So I’m now about three-quarters through my first stint as a teaching assistant, and I’ve had some amazing experiences. Let me recount a few of them.
1) About a month into the semester, during a review session for the mid-term exam, one of the students in one of my discussion sections raised his hand and said something like, “I don’t know what’s going on.” I asked him, “Is there anything in particular I can help you with?” He said something like, “Well, I haven’t understood anything.” I then proceeded to say, as kindly as I could, that I would better be able to help him out if he had a specific question and that I wasn’t going to be able to re-teach all of the previous lectures in the span of the next fifty minutes. And when I asked him, along with the rest of the class, how many of them had done the readings that week, only about ten percent of the students raised their hands. He wasn’t one of them. After class I checked his attendance record. Not good. Now I can certainly empathize with anyone who finds him/herself in the position of not having a hot clue as to what is going on in the course, but isn’t it understood that, until you’ve bothered to struggle with the material on your own, which is what you would be doing if you were bothering to look at the assigned readings and were troubling yourself enough to get to class at ten o’clock on Friday mornings, your teachers will not feel particularly inclined to take pity on you?

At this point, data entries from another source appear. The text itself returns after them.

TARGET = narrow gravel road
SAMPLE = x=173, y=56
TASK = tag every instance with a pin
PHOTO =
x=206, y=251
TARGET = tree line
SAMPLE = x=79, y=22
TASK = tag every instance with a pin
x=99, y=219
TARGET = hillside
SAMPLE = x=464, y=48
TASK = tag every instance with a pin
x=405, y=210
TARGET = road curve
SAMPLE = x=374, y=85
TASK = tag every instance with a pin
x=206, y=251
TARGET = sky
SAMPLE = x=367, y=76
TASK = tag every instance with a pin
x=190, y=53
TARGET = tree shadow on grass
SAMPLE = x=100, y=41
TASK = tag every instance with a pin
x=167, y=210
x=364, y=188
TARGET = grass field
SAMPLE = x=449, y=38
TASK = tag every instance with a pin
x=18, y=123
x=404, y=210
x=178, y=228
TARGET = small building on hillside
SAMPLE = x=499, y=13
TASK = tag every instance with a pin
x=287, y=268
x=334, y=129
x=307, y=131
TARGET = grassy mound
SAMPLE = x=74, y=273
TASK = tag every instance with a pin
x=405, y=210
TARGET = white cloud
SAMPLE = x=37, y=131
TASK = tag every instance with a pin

2) Around the same point in the semester, I had several students come up to me and ask me if there were any assignments or readings that they were supposed to do. Some even asked me where the readings were posted. At which point I thought to myself, “This would be a good question to ask in the first or second week of the semester, but it’s a bad question to be asking in the seventh or eighth week with a few days remaining before the exam. What have you been doing with your semester?”
3) Another bad question. The course I assist for has almost three hundred students in it. About a third of them attend my discussion sections; the others are split between the other two teaching assistants. One question on the exam was meant to test the material that was presented in the exam-taker’s discussion section. The instruction for the question was to answer the sub-question that corresponded to the exam-taker’s particular teaching assistant. During the exam one of the students raised his hand. When I walked over to where he was, he asked me what my name was. I could hardly believe my ears. Who, at the time of the mid-term exam, doesn’t even know the name of his/her professor enough to pick it out of a list that has only three names on it?
Now, I admit that I wasn’t much of a keener during my first year or two at college. And I’m perfectly happy to concede that not everyone ought to be a keener during their college years. But please tell me that I wasn’t this clueless when I was eighteen.